- Born: Julius Dettmann January 23, 1894 Königsberg, Kingdom of Prussia, German Empire
- Died: July 25, 1945 (aged 51) Amsterdam, Netherlands
- Cause of death: Suicide by hanging
- Occupations: Schutzstaffel (SS), Sicherheitsdienst (SD);
- Known for: Arresting Anne Frank
- Political party: National Socialist German Workers Party (Nazi Party)

= Julius Dettmann =

German SS officer

Julius Dettmann (January 23, 1894 - July 25, 1945) was a German Schutzstaffel (SS) officer in the Sicherheitsdienst (Security Service; SD), known as the officer who had Anne Frank and her relatives and friends arrested and deported while they were hiding in the secret annex.

Detmann served in the German Army during the First World War. He was a member of the Nazi Party (NSDAP) and his Party number was 722,240. Thereafter, he joined the Schutzstaffel (SS); his SS number was 414,783. He was attached to Section IVB4 or the Gestapo, after having served in Poland and Russia. He was stationed in Amsterdam during the German occupation of the Netherlands and was promoted to SS-Obersturmführer (lieutenant) on November 9, 1942.

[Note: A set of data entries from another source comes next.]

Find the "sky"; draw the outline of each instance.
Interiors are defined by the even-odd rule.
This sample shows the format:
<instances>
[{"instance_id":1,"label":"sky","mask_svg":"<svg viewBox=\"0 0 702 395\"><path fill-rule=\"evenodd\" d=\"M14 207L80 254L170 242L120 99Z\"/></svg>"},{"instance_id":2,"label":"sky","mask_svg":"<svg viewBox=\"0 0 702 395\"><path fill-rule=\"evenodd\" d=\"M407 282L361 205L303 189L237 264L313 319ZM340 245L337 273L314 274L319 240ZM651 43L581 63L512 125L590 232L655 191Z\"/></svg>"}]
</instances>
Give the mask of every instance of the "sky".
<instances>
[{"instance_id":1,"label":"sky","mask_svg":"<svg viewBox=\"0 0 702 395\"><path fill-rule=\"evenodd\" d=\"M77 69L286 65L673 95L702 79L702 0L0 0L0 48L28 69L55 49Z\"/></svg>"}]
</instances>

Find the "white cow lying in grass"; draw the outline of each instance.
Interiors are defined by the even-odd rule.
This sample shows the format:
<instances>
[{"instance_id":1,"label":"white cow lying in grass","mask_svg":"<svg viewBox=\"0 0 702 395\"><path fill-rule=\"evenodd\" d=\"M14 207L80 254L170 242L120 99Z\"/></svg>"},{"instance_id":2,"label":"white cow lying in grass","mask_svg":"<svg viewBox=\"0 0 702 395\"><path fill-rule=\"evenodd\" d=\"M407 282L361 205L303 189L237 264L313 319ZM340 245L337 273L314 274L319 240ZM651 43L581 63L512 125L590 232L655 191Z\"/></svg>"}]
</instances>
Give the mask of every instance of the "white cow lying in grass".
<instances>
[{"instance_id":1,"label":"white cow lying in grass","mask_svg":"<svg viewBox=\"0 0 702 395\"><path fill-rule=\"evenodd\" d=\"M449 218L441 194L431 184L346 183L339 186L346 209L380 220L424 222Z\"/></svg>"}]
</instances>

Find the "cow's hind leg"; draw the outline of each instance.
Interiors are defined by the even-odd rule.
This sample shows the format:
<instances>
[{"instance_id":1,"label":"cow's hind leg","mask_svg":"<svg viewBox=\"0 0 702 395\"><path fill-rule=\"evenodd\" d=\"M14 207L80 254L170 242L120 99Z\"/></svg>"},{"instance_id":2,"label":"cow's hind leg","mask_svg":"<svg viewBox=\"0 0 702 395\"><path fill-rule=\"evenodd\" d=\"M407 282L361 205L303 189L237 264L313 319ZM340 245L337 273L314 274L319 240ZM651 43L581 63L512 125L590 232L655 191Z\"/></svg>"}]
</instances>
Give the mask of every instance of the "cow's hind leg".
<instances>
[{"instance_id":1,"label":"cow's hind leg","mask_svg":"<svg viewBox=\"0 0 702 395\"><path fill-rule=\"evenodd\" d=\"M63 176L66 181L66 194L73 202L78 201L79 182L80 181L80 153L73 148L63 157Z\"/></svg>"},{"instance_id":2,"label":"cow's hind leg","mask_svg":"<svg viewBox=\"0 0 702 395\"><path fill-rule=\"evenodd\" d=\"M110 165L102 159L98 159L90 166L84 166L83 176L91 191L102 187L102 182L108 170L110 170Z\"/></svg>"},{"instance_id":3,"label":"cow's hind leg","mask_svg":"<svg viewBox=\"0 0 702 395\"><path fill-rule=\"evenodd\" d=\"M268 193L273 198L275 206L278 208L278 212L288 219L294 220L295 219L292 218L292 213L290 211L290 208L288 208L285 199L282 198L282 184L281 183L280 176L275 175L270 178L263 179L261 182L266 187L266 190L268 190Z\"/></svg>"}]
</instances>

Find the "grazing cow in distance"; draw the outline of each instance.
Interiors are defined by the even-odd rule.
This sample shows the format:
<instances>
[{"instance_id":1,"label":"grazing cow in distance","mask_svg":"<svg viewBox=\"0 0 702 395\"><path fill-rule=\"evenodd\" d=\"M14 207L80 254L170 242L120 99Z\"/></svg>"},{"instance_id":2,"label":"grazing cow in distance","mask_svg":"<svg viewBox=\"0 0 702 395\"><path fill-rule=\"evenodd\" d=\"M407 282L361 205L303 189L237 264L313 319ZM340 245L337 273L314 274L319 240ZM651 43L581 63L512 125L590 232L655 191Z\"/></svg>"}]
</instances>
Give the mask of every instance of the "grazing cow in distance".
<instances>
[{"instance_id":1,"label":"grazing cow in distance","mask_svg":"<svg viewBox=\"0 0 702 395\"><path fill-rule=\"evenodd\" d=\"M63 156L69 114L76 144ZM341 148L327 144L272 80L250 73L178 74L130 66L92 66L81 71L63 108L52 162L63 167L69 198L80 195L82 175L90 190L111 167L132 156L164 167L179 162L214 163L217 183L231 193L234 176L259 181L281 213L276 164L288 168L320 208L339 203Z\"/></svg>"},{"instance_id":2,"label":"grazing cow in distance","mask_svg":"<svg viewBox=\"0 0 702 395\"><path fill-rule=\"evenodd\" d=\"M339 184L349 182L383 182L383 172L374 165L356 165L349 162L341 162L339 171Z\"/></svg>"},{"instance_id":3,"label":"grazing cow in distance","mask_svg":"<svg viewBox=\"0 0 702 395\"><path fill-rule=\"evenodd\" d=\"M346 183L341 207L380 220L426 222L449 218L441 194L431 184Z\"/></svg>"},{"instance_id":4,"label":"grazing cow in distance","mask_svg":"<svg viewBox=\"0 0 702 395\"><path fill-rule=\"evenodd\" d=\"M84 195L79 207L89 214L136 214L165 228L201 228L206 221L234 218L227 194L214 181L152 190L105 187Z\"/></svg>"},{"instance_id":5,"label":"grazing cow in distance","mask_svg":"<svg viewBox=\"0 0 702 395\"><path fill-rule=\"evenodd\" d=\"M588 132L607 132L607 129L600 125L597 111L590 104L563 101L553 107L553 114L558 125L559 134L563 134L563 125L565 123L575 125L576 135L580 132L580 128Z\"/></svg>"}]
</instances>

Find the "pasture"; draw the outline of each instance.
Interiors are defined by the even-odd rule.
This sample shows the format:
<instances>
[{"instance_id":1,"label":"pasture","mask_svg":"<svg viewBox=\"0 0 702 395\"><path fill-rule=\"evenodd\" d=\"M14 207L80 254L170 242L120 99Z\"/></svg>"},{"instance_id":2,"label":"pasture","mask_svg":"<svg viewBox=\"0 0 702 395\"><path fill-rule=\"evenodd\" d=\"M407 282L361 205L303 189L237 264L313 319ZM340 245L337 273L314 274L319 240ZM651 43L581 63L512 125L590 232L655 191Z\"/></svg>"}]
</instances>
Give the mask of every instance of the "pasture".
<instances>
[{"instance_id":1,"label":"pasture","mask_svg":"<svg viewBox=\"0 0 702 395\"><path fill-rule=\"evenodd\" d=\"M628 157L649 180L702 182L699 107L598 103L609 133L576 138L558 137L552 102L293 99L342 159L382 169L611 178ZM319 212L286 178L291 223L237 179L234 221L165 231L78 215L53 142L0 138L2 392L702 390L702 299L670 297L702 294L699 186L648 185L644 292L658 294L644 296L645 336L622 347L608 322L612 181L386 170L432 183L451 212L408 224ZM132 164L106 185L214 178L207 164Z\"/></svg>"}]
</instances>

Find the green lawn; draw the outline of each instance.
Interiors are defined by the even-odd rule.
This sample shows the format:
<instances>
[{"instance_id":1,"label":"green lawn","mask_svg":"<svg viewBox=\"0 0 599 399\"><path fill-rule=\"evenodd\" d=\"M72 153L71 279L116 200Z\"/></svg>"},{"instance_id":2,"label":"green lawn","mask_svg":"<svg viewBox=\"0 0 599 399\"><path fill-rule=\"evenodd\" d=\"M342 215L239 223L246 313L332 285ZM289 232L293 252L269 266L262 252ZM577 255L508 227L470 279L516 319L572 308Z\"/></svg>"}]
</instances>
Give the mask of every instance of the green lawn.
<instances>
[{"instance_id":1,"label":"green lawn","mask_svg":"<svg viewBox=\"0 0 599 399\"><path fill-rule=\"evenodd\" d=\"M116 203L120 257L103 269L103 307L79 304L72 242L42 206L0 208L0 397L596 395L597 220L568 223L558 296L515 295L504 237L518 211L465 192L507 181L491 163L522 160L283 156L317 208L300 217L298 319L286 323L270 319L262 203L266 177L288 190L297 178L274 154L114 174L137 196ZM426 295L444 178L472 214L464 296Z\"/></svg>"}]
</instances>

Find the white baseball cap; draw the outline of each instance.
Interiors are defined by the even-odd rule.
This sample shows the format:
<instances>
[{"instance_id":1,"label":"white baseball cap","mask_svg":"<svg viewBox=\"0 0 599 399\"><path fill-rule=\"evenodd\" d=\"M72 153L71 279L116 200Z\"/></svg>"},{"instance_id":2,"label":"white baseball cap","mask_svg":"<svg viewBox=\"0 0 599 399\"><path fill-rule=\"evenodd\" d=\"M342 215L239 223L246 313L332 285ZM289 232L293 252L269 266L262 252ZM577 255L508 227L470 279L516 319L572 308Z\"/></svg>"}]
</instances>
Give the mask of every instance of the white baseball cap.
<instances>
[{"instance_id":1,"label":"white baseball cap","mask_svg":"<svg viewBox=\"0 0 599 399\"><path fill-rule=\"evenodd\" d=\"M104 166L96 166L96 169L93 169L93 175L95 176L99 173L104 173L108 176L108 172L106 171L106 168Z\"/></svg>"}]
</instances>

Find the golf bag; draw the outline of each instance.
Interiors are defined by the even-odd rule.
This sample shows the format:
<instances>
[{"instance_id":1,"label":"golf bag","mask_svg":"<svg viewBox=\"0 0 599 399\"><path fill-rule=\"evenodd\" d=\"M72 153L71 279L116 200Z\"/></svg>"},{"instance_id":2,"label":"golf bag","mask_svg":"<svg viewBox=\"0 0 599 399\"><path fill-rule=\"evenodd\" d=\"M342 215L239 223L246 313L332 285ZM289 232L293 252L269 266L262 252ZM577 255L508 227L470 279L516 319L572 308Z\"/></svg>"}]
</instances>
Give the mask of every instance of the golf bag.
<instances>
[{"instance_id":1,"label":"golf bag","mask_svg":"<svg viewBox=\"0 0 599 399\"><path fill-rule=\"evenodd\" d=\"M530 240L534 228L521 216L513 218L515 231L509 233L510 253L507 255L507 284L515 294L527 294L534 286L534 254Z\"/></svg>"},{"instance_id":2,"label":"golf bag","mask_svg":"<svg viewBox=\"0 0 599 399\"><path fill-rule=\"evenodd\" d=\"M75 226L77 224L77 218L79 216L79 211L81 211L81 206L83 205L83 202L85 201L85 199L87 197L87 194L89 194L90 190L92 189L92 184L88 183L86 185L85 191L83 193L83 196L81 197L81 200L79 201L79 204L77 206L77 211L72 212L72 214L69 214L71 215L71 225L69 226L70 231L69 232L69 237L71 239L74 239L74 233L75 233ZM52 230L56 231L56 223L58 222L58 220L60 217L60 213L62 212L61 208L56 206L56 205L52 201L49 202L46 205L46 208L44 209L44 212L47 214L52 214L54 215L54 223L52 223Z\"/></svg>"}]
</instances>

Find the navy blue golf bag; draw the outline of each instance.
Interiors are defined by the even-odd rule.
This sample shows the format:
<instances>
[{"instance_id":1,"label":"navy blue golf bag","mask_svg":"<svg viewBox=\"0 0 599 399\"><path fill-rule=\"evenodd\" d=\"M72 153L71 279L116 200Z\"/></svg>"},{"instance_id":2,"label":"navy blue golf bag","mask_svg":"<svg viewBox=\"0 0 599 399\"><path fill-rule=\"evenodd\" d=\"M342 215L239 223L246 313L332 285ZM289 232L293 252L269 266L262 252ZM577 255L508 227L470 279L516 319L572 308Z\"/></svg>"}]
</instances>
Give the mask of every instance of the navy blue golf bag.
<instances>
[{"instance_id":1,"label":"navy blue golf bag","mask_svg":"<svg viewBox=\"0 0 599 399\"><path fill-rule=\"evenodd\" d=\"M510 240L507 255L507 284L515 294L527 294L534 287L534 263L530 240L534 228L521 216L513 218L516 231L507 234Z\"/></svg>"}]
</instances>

On August 4, 1944, he received a phone call reporting that there were Jews hidden in the premises of 263 Prinsengracht in Amsterdam. The individuals in question were Anne Frank, her parents, sister, and four others. He immediately dispatched a squad led by SS-Oberscharführer (staff sergeant) Karl Silberbauer, telling Silberbauer that the call had come from "a reliable source". Silberbauer and his contingent of NSB plain-clothes officers raided the building and arrested the eight people in hiding who, after questioning at SD headquarters, were deported to the Westerbork transit camp and from there, to various labour and concentration camps.

Dettmann was also in charge of the execution of fifteen resistance fighters, among them Johannes Post, an idol of the Dutch Resistance. The execution took place July 16, 1944, near Overveen. After the war in Europe ended, Dettmann was arrested in the Netherlands and remained a prisoner of war. However, he hanged himself in Amsterdam at the Havenstraat prison on July 25, 1945, at 4am, before being taken to court.

He was buried July 31, 1945, at the Noorder Begraafplaats cemetery in Amsterdam, the Netherlands. On August 17, 1956, his remains were transferred to Ysselsteyn German war cemetery.